In June this year the RIBA joined the global declaration of an environmental and climate emergency. In the same week, the UK government announced a new law to bring greenhouse gas emissions to net zero by 2050. 

Many members and practices have signed up to the Architects Declare initiative, joined representatives from across the construction industry on the recent Global Climate Strike, and taken action to increase the sustainability of their projects.   The five presidents’ agreement on the Future of the Profession now has signatories from architects’ institutes from across the world, and calls for supporters to ‘Lead our profession in the fight for a more sustainable built environment. The RIBA’s Ethics and Sustainable Development Commission report provides vital context for our work in this area. 

We know the built environment generates around 40% of the world’s annual greenhouse gas emissions and the Intergovernmental Panel on Climate Change (IPCC) has set a target of limiting the rise in global average temperatures to 1.5°C by the end of the century. It estimates that a further temperature rise of just half a degree would have catastrophic impacts, with rising sea levels, more experiencing water scarcity and severe impact on flora and fauna. From the Ards Peninsula to Cambridgeshire, the Maldives to Venice, low lying and coastal villages, towns and cities are at extreme risk.  Five Solomon Islands have already disappeared. 

As architects we are guardians of the built environment, equipped thanks to our education and continuing professional development with the tools to combine strategic ideas with performance and regulation, choice of material, construction and technology – from initiation to occupancy and use. 

For many years the responsibility for members to be “aware of the environmental impact of their work” has featured in the RIBA Code of Conduct.  The new 2019 RIBA Codes of Conduct and Practice have enhanced requirements around sustainable design and environmental impact.

Across the UK and beyond we need governments to regulate quickly, to set higher environmental targets for new and refurbished building, and the RIBA will be lobbying vigorously for this.

But architects in practice must also take a greater lead in addressing climate change.  That is why the RIBA is launching the 2030 Climate Challenge for RIBA chartered practices. 

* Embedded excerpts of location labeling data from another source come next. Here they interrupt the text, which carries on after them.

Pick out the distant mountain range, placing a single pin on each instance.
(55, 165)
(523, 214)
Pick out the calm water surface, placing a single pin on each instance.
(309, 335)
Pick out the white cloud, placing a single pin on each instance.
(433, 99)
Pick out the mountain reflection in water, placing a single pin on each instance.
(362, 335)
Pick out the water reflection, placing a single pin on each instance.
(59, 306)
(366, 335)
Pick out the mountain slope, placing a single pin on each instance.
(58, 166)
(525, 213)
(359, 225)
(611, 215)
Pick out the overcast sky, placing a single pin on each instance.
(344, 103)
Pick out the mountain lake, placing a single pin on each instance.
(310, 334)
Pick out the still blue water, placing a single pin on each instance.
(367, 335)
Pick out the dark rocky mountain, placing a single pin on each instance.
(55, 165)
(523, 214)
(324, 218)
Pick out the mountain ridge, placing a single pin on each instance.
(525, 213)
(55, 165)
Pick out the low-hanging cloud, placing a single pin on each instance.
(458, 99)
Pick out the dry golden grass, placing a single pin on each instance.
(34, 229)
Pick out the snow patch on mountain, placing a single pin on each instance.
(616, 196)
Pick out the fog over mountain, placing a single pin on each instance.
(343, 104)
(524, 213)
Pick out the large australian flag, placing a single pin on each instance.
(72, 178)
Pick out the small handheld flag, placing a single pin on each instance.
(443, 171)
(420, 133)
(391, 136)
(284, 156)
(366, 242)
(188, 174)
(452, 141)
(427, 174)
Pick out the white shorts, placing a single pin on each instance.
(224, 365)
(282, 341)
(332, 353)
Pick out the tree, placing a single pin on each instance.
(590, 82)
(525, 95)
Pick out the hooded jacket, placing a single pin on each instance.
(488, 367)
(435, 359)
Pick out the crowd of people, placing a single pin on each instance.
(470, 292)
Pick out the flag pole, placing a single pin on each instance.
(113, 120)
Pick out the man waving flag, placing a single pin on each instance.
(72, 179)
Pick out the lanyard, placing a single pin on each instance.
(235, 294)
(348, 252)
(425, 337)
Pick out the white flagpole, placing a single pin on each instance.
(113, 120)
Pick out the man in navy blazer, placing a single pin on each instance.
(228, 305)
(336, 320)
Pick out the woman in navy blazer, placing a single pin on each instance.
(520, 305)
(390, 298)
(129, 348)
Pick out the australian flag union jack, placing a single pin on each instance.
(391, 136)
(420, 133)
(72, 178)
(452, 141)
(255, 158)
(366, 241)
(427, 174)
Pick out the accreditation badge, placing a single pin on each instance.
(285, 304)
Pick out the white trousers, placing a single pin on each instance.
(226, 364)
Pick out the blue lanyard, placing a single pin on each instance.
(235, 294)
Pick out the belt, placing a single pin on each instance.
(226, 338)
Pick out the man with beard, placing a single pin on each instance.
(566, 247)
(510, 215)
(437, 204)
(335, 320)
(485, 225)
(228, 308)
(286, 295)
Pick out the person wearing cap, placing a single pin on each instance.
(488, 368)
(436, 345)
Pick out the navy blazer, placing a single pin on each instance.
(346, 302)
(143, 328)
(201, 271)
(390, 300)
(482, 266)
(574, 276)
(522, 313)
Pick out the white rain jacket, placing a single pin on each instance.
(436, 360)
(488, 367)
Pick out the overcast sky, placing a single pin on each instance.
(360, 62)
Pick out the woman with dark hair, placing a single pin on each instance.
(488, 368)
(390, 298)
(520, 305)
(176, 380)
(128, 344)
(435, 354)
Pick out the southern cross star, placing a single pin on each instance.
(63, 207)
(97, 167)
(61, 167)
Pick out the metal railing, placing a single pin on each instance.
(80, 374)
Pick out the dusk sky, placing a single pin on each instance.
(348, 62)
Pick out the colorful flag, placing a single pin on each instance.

The RIBA and its expert Sustainable Futures Group have developed ambitious targets for buildings on operational energy, embodied carbon and mains water use. This has included close engagement with other built environment organisations and with the UK Committee on Climate Change. We will be relying on the profession to consider the most important resources that buildings use or embody in the design process and measure the performance of their buildings by undertaking the simplest form of post occupancy evaluation. We are asking chartered practices to take the challenge on all their projects and commit to work towards these goals, bringing their clients along with them.

There are tips and tools and CPD events to support practices to deliver more sustainable projects on www.architecture.com The institute will be launching new guidance through the RIBA Plan of Work 2019 and a detailed guide on Sustainable Outcomes aligned to the UN Sustainable Development Goals later this year. We are also developing a platform to gather building performance data, enabling architects to learn from their own buildings, and from trends drawn from the anonymised data submitted. 

As well as the 2030 Challenge and changes to the codes of conduct and practice, the RIBA has introduced enhanced sustainability criteria for RIBA awards. This year’s Stirling Prize shortlist is arguably the most sustainable one ever.  Hundreds attended the RIBA London Sustainable Architecture Festival last month, and I’m excited to hear about other RIBA events centring on sustainability around the UK.

The time for talking, stalling and vague targets is over. Architects and the whole of the construction industry must pick up the pace as time is short.

Will you, and the practice you work with, take up the 2030 Challenge?